To isolate the effect of telemedicine from the other seismic changes during the pandemic, Goetz focused on a very specific set of mental health workers. In 2020, Psychology Today Canada began adding non-local telemedicine providers to search results in certain postal codes with fewer than 20 local therapists. So, if you were searching for a new therapist in a small town that had only 13 providers, the search engine would add an additional seven non-local providers to your results page. Goetz focused on these places, which he characterized as underserved areas, and observed the changes from before to after remote providers were added to search results. He also compared these figures to regions that were not provided with additional therapist, despite having fewer than 20 listed on the website.

“In general, these areas were a bit lower income and less connected in terms of digital services,” Goetz says. “I think it’s fair to say that these are the areas we worry about the most.”

He found that during the pandemic demand for mental health services rose sharply and many therapists — both those serving local and non-local clients — were booked out far in advance.

“They had a capacity constraint.
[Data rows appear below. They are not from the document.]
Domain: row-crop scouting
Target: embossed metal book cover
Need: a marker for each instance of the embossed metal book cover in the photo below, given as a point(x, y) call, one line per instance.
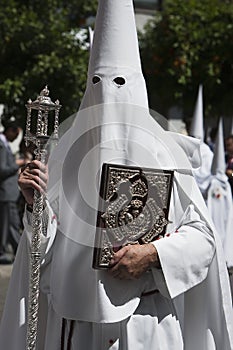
point(133, 208)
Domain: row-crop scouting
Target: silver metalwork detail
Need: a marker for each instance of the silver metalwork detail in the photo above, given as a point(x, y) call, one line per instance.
point(42, 106)
point(135, 210)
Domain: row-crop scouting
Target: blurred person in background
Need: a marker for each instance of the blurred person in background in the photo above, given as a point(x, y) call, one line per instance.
point(9, 191)
point(229, 159)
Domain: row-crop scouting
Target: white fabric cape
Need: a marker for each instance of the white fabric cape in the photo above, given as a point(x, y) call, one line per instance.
point(98, 301)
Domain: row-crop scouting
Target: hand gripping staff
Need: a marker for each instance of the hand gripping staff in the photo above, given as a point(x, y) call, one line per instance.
point(38, 126)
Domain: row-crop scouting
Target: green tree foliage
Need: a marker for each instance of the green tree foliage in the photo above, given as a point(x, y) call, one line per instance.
point(40, 46)
point(187, 44)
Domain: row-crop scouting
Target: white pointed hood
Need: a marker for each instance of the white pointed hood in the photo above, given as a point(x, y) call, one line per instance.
point(197, 124)
point(113, 125)
point(114, 72)
point(219, 164)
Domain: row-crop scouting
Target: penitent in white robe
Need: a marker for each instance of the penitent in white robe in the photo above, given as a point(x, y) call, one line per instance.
point(177, 317)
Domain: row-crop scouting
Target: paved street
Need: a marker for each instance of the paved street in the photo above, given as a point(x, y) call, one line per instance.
point(5, 272)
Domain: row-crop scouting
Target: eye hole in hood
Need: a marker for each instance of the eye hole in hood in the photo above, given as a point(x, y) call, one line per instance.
point(119, 81)
point(96, 79)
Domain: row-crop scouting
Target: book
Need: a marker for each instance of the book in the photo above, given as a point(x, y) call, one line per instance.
point(133, 209)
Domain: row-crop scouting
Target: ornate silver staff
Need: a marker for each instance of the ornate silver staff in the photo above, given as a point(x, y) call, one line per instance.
point(41, 109)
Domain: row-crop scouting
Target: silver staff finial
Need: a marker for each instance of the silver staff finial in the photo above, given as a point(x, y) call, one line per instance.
point(37, 132)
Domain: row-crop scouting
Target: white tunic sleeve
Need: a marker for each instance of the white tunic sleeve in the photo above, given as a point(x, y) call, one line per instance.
point(186, 253)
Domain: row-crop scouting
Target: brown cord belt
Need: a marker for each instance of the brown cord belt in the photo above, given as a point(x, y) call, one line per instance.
point(145, 294)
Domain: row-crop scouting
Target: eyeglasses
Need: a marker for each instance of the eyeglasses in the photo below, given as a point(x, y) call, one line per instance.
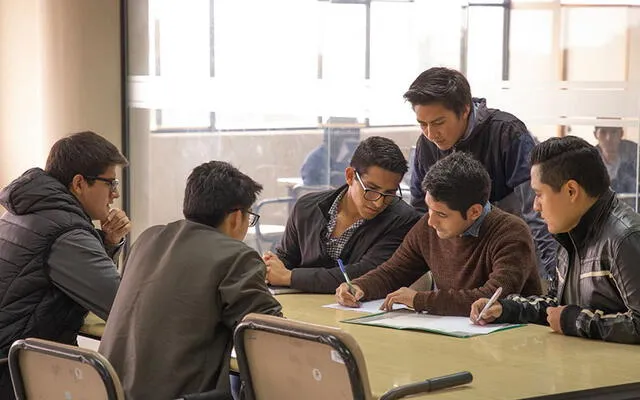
point(373, 195)
point(253, 217)
point(114, 183)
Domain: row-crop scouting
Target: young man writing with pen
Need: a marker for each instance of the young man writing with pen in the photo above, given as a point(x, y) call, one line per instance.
point(362, 223)
point(595, 292)
point(470, 247)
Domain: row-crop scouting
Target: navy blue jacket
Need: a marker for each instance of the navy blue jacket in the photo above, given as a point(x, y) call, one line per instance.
point(502, 143)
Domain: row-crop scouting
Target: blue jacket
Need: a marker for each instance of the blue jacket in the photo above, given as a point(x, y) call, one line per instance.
point(502, 143)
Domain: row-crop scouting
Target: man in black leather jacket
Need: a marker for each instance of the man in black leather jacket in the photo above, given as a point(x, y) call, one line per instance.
point(596, 291)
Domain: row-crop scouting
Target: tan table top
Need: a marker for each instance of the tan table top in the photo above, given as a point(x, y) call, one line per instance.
point(516, 363)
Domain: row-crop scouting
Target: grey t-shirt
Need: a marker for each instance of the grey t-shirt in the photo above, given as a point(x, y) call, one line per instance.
point(85, 270)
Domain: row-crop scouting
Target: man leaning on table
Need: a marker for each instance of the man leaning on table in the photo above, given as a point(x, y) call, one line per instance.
point(596, 291)
point(186, 286)
point(362, 223)
point(471, 248)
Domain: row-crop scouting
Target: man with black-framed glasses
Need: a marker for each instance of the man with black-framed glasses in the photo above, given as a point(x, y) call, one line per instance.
point(55, 265)
point(470, 247)
point(360, 223)
point(188, 283)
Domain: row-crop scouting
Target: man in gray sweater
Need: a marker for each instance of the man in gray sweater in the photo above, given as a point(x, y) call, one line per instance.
point(185, 287)
point(55, 266)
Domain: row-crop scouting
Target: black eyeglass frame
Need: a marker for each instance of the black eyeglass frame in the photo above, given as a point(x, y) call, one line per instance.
point(394, 197)
point(253, 217)
point(114, 183)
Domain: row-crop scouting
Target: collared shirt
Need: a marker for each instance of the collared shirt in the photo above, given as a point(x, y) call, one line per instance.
point(336, 244)
point(474, 229)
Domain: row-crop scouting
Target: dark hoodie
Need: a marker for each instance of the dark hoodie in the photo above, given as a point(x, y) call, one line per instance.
point(502, 143)
point(38, 297)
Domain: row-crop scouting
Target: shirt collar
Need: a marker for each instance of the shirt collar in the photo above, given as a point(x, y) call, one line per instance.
point(474, 229)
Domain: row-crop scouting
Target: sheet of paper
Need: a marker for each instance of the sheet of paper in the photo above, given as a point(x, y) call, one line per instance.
point(369, 307)
point(282, 290)
point(454, 326)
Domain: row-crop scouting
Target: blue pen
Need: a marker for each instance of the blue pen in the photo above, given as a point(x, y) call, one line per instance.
point(346, 277)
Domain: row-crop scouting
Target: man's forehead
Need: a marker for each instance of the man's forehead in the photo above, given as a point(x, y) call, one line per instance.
point(436, 205)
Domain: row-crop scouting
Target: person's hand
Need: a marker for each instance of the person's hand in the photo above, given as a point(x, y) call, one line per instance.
point(268, 255)
point(553, 318)
point(346, 298)
point(403, 295)
point(490, 315)
point(277, 273)
point(115, 226)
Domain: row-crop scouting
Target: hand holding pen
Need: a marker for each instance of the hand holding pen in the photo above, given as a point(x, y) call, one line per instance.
point(484, 311)
point(347, 293)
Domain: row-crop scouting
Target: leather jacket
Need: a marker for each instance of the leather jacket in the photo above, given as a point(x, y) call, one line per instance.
point(605, 246)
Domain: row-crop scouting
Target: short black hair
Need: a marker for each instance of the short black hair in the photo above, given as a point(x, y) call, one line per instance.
point(564, 158)
point(459, 181)
point(377, 151)
point(215, 189)
point(615, 129)
point(441, 85)
point(83, 153)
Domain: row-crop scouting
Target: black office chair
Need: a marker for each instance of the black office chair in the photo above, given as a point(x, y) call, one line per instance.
point(271, 234)
point(333, 364)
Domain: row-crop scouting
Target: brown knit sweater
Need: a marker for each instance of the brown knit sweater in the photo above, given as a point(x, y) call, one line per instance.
point(464, 268)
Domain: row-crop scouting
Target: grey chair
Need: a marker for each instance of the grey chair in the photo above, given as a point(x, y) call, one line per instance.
point(332, 356)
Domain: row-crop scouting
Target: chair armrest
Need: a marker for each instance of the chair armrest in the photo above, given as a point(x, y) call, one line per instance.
point(429, 385)
point(211, 395)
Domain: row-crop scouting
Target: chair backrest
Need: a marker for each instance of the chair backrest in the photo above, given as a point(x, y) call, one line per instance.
point(412, 156)
point(285, 359)
point(41, 369)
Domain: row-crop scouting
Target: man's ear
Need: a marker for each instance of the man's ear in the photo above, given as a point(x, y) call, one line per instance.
point(573, 189)
point(349, 175)
point(474, 212)
point(235, 219)
point(77, 184)
point(465, 113)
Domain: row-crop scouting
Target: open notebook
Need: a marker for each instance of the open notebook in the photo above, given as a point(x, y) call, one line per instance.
point(451, 326)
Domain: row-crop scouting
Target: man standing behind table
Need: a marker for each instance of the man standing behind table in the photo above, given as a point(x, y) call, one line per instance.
point(451, 120)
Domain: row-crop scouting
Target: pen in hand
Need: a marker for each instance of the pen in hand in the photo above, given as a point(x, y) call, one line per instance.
point(491, 302)
point(346, 277)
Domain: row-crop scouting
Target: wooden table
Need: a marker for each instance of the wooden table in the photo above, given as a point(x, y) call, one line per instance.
point(516, 363)
point(512, 364)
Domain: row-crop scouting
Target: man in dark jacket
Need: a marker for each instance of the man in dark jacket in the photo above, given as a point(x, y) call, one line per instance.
point(452, 121)
point(186, 286)
point(598, 277)
point(362, 223)
point(55, 265)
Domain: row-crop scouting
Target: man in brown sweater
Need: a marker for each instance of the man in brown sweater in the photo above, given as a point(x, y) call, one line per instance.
point(470, 247)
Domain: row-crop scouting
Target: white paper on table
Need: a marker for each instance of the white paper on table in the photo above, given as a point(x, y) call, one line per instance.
point(369, 307)
point(455, 326)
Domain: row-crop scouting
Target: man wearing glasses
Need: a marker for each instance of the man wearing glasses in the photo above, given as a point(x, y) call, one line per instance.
point(360, 223)
point(187, 285)
point(470, 247)
point(55, 266)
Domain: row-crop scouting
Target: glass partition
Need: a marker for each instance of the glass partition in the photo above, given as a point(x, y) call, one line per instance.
point(285, 89)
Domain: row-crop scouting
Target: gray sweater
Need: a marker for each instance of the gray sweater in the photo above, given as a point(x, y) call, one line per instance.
point(184, 289)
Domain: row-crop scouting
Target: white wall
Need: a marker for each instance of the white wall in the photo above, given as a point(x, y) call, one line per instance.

They could only see so many people,” Goetz says.

Therapists with limited capacity decided to keep spots open for higher income patients, instead of competing with new telemedicine providers for price-sensitive patients. For lower-priced in-person therapists who had to compete with the new telemedicine entrants, many simply left the platform. 

For patients who were happy to shift to remote care, telemedicine options may have actually saved them money or provided better access. However, clients who required in-person therapy were left without affordable options.

“Imagine you're someone who can't really talk to your therapist in your home because you're discussing something very sensitive and maybe there's someone in the house that you wouldn't want to hear these things, or perhaps you have a child who needs things like drawing and art therapy,” Goetz says. “Your in-person therapist might have quit the market because they’re competing with all of these telemedicine providers, or they might have raised their price.”

Goetz’s paper is the first to establish a causal relationship between the increase in telemedicine options and the availability of mental health care. As other types of care, such as primary-care physician visits, migrate online and over the phone, his model might inspire similar research in other medical fields.

“Most health care providers are operating under sharp capacity constraints. Some patients are happy to use telemedicine and others still want that in-person option,” Goetz says. “Where those things are true, this is a potential mechanism for how competition will shake out.”

Goetz also hopes that his work will influence policymakers to take a more nuanced approach to mental health care policies. 

“Suppose you’re up in a remote place that’s underserved, like Thunder Bay and you think, 'we know there are unaddressed needs, let’s start pushing telemedicine,’” he says. “We have to make sure there’s still protection for local in-person options.”

 


Daniel Goetz is an assistant professor of marketing at the University of Toronto Mississauga, with a cross appointment to the Rotman School of Management.